Nereo,
What if my time horizon is 30 years (which it is)? I know you could probably find 30 years stretches where the market returned less than 4.45%, but is it likely enough to worry about?
In the end it's what you are most comfortable with. Personally, any time period longer than about 5 years I'd choose to put it in the market. historically, 30 year time frames have always returned more than 4.45%(real adjusted returns) - in fact 4.7% is the lowest. The mean has been just above 7%.
Otherwise, what's the point of a tax shelter (like a traditional IRA or a 401k) on money that wasn't taxed? I wouldn't take up space in a non-Roth retirement account with tax-free money if you can put some taxed income in there instead. If, at the end of the year, you find that your 401k or traditional IRAs are not maxed, fill in the gap with the $40k that's been invested in the meantime (particularly the yields, which will be taxed!).

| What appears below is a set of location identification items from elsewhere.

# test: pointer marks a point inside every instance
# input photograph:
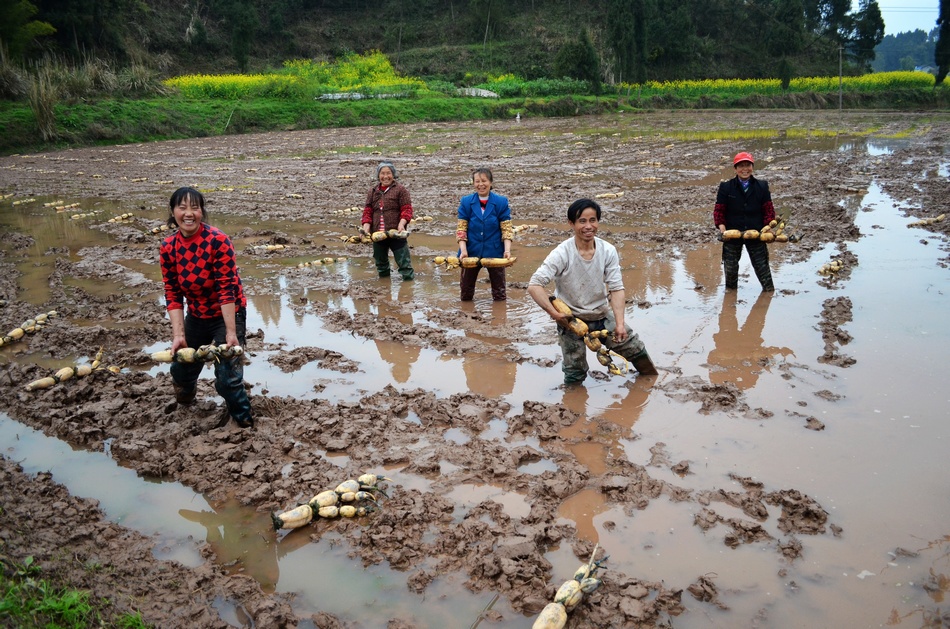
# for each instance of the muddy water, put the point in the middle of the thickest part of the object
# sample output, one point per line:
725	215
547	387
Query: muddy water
876	467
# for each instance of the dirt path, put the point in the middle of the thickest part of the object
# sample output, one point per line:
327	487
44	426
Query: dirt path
302	178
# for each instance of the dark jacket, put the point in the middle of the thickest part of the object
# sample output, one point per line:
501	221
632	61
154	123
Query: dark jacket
743	209
391	205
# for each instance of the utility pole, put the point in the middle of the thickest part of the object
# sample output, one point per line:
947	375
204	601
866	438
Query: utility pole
840	79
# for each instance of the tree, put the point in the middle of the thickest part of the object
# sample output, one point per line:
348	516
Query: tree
579	60
241	20
942	50
17	29
868	32
829	18
91	26
620	32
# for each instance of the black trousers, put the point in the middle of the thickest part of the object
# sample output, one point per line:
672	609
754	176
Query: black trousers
758	254
228	374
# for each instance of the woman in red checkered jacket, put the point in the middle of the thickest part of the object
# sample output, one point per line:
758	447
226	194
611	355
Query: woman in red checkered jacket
199	268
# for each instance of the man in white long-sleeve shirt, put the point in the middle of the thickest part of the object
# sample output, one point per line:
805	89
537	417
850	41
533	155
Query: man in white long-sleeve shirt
586	274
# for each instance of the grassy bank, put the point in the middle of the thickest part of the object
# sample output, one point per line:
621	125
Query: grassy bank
27	600
120	121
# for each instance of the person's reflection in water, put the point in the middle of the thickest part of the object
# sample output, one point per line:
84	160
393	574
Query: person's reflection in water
491	375
401	355
243	540
739	355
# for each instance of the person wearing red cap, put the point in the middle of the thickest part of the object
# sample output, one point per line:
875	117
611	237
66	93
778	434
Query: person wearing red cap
744	202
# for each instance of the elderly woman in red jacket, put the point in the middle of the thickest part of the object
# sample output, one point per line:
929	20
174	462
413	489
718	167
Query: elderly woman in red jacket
484	231
388	206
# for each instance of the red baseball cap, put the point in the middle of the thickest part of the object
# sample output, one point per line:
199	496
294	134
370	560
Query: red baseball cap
743	157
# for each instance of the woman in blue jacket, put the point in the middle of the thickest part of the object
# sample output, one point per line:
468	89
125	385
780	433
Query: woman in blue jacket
484	231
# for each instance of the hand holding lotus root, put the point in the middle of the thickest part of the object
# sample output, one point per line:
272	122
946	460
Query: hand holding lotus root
205	353
592	339
472	262
773	232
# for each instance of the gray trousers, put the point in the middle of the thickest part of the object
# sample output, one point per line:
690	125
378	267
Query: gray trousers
575	364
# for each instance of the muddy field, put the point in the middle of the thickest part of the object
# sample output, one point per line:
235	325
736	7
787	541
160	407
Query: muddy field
487	409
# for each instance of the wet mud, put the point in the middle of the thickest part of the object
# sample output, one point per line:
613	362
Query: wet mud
256	184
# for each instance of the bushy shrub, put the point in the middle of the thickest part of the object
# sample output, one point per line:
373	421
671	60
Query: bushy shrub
13	83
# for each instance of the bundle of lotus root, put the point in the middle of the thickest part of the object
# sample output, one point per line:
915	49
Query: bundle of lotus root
346	500
570	594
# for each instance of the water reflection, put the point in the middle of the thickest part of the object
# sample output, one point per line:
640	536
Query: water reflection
243	540
740	354
491	376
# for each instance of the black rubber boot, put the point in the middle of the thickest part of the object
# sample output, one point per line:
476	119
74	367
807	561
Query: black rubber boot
183	395
644	365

The reason is that money is fungible - it doesn't matter that his salary is taxable and his gift isn't; it's all one pot of money to spend and invest. The OP makes $70k of taxable income and recieved $40k of (presumably) untaxed money. So he has $110k to spend an invest - it doesn't matter where it comes from.

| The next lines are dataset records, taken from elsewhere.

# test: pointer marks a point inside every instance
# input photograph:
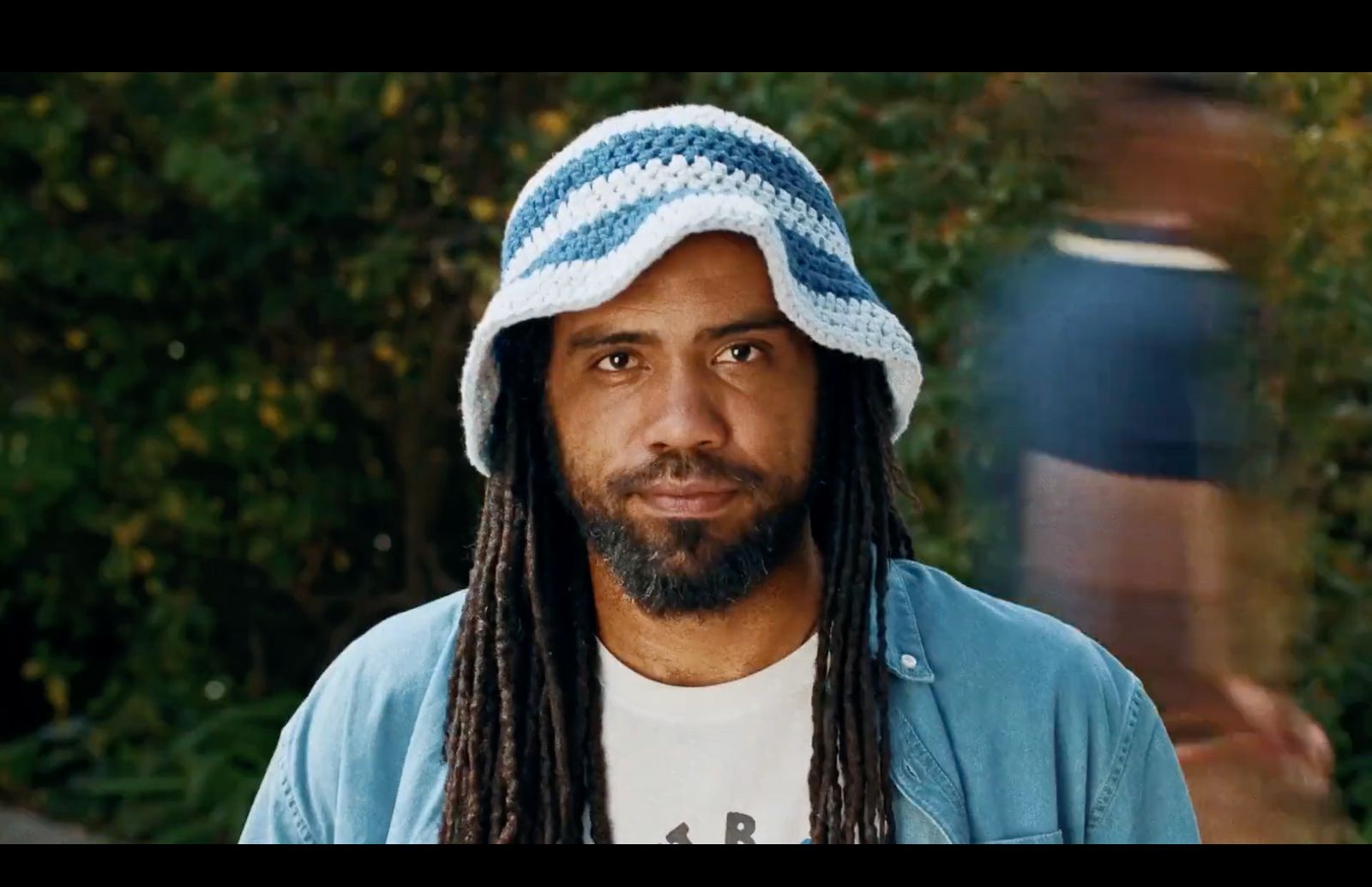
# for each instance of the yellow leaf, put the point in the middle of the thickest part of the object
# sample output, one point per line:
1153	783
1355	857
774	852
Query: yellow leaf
482	209
552	124
393	98
187	436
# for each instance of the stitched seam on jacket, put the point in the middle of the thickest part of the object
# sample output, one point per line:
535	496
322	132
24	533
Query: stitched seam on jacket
1122	758
290	795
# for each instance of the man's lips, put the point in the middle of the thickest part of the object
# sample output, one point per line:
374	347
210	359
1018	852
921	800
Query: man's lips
697	498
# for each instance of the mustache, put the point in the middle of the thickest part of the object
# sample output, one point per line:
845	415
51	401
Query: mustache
686	468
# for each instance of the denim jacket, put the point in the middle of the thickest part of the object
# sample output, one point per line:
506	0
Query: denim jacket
1006	727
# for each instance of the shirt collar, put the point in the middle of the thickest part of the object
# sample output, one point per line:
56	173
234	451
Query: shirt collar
905	649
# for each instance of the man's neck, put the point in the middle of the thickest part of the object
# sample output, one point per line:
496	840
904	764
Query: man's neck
774	621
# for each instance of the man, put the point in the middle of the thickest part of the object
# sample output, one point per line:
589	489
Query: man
693	617
1117	402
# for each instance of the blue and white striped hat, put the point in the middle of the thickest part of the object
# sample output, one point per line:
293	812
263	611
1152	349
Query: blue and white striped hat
619	196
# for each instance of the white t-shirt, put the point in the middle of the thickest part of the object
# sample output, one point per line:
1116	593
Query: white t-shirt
710	765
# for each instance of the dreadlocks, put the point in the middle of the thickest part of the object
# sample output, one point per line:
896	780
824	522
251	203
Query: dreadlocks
523	747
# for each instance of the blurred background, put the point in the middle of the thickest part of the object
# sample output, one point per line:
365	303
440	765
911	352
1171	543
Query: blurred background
233	309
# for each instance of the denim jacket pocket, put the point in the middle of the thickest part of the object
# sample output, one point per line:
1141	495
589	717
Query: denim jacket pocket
1050	838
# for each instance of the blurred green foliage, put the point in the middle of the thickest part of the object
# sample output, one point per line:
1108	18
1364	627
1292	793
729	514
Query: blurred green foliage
232	313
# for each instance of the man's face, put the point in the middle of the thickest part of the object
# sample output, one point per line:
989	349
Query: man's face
683	423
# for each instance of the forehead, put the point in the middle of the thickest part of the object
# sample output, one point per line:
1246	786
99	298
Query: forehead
706	279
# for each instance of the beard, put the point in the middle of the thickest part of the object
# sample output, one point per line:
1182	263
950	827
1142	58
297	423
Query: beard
679	566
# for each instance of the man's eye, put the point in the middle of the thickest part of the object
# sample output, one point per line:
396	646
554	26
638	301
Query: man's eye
740	353
617	361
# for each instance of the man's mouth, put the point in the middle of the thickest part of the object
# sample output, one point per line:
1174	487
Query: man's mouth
693	498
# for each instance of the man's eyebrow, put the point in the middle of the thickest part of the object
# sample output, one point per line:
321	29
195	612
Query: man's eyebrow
600	336
748	324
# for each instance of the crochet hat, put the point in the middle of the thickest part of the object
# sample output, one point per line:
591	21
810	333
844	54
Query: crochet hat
619	196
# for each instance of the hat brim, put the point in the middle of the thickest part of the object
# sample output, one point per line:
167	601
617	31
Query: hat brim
862	327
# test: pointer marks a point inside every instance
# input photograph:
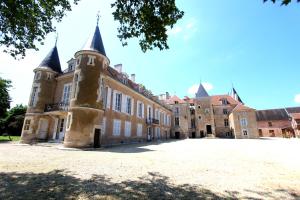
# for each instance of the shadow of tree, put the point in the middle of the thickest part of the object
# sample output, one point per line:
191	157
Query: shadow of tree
60	185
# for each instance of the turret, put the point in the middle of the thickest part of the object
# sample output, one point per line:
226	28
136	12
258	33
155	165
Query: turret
86	108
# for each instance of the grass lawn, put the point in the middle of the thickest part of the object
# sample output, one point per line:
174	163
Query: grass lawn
6	138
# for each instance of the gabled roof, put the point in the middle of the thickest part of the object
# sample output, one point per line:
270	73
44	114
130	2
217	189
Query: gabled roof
201	92
272	114
95	43
235	95
174	98
52	61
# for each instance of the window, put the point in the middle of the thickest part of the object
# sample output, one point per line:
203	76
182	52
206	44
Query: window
37	75
243	122
140	110
61	125
117	127
33	96
224	101
128	105
139	130
226	122
66	94
76	79
118	101
176	121
91	60
127	129
27	125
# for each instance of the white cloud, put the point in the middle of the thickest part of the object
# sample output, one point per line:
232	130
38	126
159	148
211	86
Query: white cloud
297	98
193	89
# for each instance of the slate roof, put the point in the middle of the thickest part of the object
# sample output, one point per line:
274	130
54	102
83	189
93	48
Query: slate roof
95	43
201	92
52	61
272	114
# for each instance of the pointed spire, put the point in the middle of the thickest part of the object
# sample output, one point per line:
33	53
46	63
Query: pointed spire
235	95
201	92
95	43
52	60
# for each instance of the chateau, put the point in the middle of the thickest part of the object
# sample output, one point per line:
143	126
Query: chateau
93	104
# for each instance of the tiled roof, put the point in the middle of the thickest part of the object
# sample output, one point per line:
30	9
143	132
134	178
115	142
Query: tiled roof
52	61
95	43
272	114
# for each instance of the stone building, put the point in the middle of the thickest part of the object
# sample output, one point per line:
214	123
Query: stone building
222	116
91	103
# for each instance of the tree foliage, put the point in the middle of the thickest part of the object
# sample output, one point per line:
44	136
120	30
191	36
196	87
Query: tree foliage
23	23
4	96
146	20
283	2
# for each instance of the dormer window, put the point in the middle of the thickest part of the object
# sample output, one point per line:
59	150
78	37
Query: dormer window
91	60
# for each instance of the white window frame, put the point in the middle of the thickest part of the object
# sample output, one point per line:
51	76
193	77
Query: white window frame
116	127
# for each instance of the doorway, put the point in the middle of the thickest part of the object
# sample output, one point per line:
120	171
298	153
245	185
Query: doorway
177	135
97	134
208	129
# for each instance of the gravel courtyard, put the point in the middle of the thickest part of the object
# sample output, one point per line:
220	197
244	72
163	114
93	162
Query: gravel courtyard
176	169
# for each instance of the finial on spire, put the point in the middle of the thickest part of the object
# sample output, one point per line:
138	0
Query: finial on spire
98	17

Here's an example. Let's assume he files jointly and puts all his $40k in taxable accounts - $70k of taxable income yields $59k (assuming standard deductions and 1 dependent).
That means he has $99k to spend an invest. He's paid $11k in taxes.
But now let's assume he uses this $40k to max out all his tax-advantaged accounts. He puts $11k into t-IRAs for him and his spouse, he contributes $17,500 to his 401(k) (for this example his employer contributes nothing) and he puts another $3600 into a HSA. Then his tax bill is on $70k - ($11k + 17,500 + 3600) = $33,175 of earned income. After taxes he will have $32,125 of his salary + the $40k windfall + his $36,128 that he put into tax-advantaged accounts.
He has just over $108k to spend and save. He's paid just under $2k in taxes. With a few more deductions (mortgage interest, for example) it's likely he will be untaxed on all $70k salary in my rough example.
EDIT: The above is just an example to illustrate how the fungibility of money means that it doesn't matter that the $40k is tax free - he should still maximize all tax-advantaged accounts first before putting them into taxable accounts.